By Myrna M. Velasco
As the country knocks anew on investors’ doors for them to inject fresh capital into its upstream petroleum industry, President Rodrigo Duterte sets out a promise of “policy stability” to those that will be risking mega-cash resources into the sector.
“This administration always believes that there should be stability in our policies. We make sure that when investors come, they come here for the long term,” Cabinet Secretary Karlo Alexei Nograles told reporters.
In the President’s speech delivered by Nograles, Duterte asserted “this PCECP and all other petroleum exploration and development undertakings of the DOE (Department of Energy) are priority of my administration.”
The President added “the DOE and the entire Philippine government will go above and beyond to make doing business in the country easier and more attractive.”
Taking cue from the President’s assertions, the Petroleum Association of the Philippines (PAP) appealed for firm government action on guaranteeing policy stability in the industry.
There are array of issues still hamstringing capital flow in the sector – chiefly the protracted legal battle on the Malampaya tax case, the muddled policy on farm-in and farm-out of interests or shareholdings in petroleum blocks; as well as the long standing moratorium on petroleum exploration and drilling at classified “conflict areas” within the West Philippine Sea.

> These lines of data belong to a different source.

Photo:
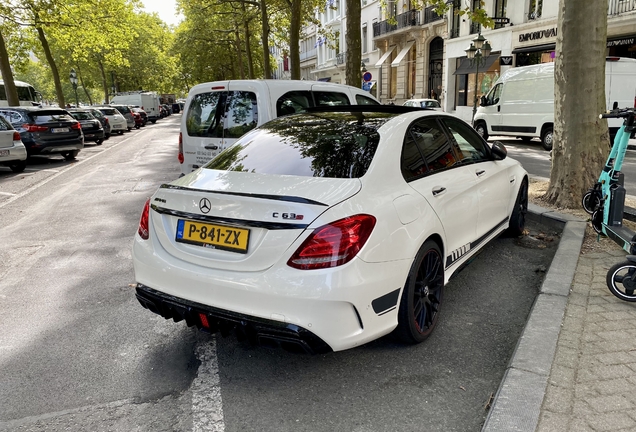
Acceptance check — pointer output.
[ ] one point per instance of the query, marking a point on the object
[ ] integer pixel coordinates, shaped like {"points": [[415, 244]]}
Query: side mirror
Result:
{"points": [[499, 151]]}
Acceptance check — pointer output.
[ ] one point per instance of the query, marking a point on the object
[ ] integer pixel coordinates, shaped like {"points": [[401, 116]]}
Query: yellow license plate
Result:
{"points": [[213, 236]]}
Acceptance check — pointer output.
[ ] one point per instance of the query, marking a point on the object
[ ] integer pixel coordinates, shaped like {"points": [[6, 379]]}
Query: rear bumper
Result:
{"points": [[257, 330]]}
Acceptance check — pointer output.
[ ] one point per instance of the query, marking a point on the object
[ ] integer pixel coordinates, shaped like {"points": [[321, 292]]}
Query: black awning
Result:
{"points": [[536, 48], [465, 68]]}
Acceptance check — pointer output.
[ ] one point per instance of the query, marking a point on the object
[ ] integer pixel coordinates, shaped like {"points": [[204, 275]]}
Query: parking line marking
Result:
{"points": [[207, 405]]}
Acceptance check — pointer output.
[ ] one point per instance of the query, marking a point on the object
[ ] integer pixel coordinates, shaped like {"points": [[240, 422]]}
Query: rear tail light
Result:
{"points": [[35, 128], [143, 221], [333, 244], [181, 158]]}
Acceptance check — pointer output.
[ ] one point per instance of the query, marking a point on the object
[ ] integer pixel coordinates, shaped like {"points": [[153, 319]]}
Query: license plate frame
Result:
{"points": [[214, 236]]}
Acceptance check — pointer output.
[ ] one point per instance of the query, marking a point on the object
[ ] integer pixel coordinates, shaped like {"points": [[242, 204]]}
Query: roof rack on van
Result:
{"points": [[390, 109]]}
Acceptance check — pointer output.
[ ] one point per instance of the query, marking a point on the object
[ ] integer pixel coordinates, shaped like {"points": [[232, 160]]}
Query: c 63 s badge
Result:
{"points": [[289, 216]]}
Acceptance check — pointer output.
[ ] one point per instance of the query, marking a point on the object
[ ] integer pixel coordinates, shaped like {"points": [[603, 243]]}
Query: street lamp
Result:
{"points": [[477, 53], [73, 78]]}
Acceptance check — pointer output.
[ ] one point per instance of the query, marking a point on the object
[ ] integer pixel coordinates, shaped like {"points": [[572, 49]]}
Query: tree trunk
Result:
{"points": [[7, 75], [104, 82], [248, 50], [580, 144], [239, 54], [88, 95], [353, 75], [267, 69], [294, 38], [54, 71]]}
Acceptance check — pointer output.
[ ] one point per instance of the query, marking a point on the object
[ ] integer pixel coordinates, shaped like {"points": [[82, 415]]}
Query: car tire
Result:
{"points": [[422, 295], [547, 137], [69, 156], [518, 216], [18, 166], [482, 129]]}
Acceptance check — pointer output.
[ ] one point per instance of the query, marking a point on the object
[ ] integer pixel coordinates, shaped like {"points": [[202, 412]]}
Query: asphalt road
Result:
{"points": [[77, 352]]}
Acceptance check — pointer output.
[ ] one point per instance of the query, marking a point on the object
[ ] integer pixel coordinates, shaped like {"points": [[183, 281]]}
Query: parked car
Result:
{"points": [[12, 152], [127, 112], [46, 131], [91, 127], [102, 119], [327, 229], [424, 103], [117, 121], [142, 115]]}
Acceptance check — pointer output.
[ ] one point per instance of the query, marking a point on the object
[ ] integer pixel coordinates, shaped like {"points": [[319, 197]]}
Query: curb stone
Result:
{"points": [[517, 404]]}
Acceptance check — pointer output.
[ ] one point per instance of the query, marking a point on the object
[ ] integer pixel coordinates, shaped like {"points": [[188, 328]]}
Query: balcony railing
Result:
{"points": [[617, 7], [405, 20], [430, 15]]}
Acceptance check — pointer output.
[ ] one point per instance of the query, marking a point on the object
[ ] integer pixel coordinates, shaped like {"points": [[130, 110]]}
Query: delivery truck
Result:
{"points": [[147, 101], [521, 102]]}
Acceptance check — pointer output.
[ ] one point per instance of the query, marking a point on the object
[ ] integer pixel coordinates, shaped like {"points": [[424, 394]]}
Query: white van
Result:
{"points": [[521, 103], [217, 113], [147, 101]]}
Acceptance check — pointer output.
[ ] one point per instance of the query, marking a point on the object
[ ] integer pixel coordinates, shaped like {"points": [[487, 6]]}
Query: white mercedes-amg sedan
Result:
{"points": [[324, 230]]}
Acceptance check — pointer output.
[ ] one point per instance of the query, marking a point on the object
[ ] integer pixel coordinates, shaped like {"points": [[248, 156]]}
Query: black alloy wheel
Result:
{"points": [[422, 296]]}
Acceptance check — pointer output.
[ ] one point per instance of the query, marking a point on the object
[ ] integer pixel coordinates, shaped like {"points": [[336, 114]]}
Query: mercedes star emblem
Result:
{"points": [[205, 205]]}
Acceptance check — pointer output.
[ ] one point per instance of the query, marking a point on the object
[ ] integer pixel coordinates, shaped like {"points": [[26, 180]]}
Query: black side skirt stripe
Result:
{"points": [[456, 255], [228, 221], [262, 196], [387, 302]]}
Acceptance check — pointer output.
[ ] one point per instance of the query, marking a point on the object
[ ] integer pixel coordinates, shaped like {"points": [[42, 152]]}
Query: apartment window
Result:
{"points": [[535, 9], [364, 39], [500, 11]]}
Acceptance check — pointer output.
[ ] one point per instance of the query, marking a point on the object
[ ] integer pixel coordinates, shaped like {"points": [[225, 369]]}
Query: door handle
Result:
{"points": [[438, 191]]}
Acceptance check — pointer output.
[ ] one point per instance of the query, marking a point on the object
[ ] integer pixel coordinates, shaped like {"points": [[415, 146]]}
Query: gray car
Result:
{"points": [[12, 151], [127, 112]]}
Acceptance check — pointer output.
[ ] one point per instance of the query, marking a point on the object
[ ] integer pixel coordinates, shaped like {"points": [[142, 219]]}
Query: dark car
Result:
{"points": [[91, 127], [103, 120], [46, 131], [143, 116], [128, 114]]}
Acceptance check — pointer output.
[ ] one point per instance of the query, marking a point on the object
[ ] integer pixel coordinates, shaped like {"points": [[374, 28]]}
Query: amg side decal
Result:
{"points": [[460, 252]]}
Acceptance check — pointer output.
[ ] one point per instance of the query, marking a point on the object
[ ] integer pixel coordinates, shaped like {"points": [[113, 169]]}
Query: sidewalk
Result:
{"points": [[574, 368]]}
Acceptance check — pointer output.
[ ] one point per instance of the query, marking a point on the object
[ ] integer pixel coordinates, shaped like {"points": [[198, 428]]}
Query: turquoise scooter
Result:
{"points": [[605, 201]]}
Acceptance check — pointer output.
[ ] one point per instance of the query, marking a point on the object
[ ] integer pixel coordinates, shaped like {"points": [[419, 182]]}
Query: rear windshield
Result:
{"points": [[325, 145], [41, 117], [82, 116]]}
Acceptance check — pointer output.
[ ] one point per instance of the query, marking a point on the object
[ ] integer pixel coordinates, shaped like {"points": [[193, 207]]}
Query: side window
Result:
{"points": [[323, 98], [206, 115], [494, 95], [470, 147], [435, 151], [293, 102], [363, 100], [241, 114]]}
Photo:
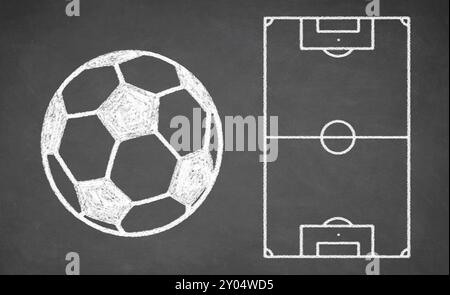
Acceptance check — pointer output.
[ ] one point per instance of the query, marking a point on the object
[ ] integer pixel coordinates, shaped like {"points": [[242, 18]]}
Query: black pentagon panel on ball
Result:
{"points": [[152, 215], [143, 167], [182, 121], [89, 89], [85, 147], [150, 73]]}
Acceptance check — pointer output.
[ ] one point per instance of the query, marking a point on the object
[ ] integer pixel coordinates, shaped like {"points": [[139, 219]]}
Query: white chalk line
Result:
{"points": [[150, 200], [335, 137], [112, 157], [82, 114]]}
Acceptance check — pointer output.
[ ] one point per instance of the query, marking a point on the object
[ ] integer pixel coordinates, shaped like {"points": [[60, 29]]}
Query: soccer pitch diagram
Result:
{"points": [[341, 88]]}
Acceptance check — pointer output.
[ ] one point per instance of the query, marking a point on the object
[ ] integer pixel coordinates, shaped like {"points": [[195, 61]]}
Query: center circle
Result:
{"points": [[352, 137]]}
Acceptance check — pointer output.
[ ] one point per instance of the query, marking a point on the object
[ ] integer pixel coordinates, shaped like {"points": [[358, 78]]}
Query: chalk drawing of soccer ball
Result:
{"points": [[130, 112]]}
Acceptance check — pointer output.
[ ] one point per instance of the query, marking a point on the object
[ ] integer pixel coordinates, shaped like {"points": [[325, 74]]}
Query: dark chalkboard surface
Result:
{"points": [[221, 43]]}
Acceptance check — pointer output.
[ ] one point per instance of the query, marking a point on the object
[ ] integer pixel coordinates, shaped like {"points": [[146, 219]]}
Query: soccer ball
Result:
{"points": [[130, 112]]}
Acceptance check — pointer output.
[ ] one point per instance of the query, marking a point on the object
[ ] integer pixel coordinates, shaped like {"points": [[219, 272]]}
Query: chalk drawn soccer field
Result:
{"points": [[341, 185]]}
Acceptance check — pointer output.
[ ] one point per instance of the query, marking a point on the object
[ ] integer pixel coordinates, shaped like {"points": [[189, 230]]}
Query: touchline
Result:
{"points": [[241, 134]]}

As sounded off by PAP Chairman Rolando J. Paulino Jr., the foremost appeal of investors is “for our government to make fiscal terms stable,” stressing further that “investing in the oil and gas industry is not cheap and it’s not unrisky – there’s a lot of risks involved.”
Paulino highlighted that an investor “cannot install a platform and pull out after five years,” hence, he noted that it is highly critical that investments in the sector are “protected under stable fiscal policies.”
One best step for the country, he said, is to look at the “great examples of investment environments and policy regimes” enforced by other countries – the likes of Malaysia and Brunei; and see “what experience that they have that we can actually replicate in the Philippines.”
Meanwhile, Duterte justified that the country’s petroleum contracting design had been modified into PCECP as “it was found out that the PECR (Philippine Energy Contracting Round) was very restrictive in terms of time and areas which potential investors could explore and develop.”
The President said “many local and foreign companies have been hindered by the fact that the areas they wished to explore – particularly the frontier areas – or those with little to no data available, were not included in the list of areas offered in the PECR.”
The PECR, which lasted up to five rounds of petroleum contracting, was a business model first adopted by the Arroyo administration and carried through up to the Aquino administration.
Duterte qualified though that “the experience gained from the PECR provided the DOE with added insight as it developed a program that would be able to accommodate proposals for areas that are outside the pre-determined list.”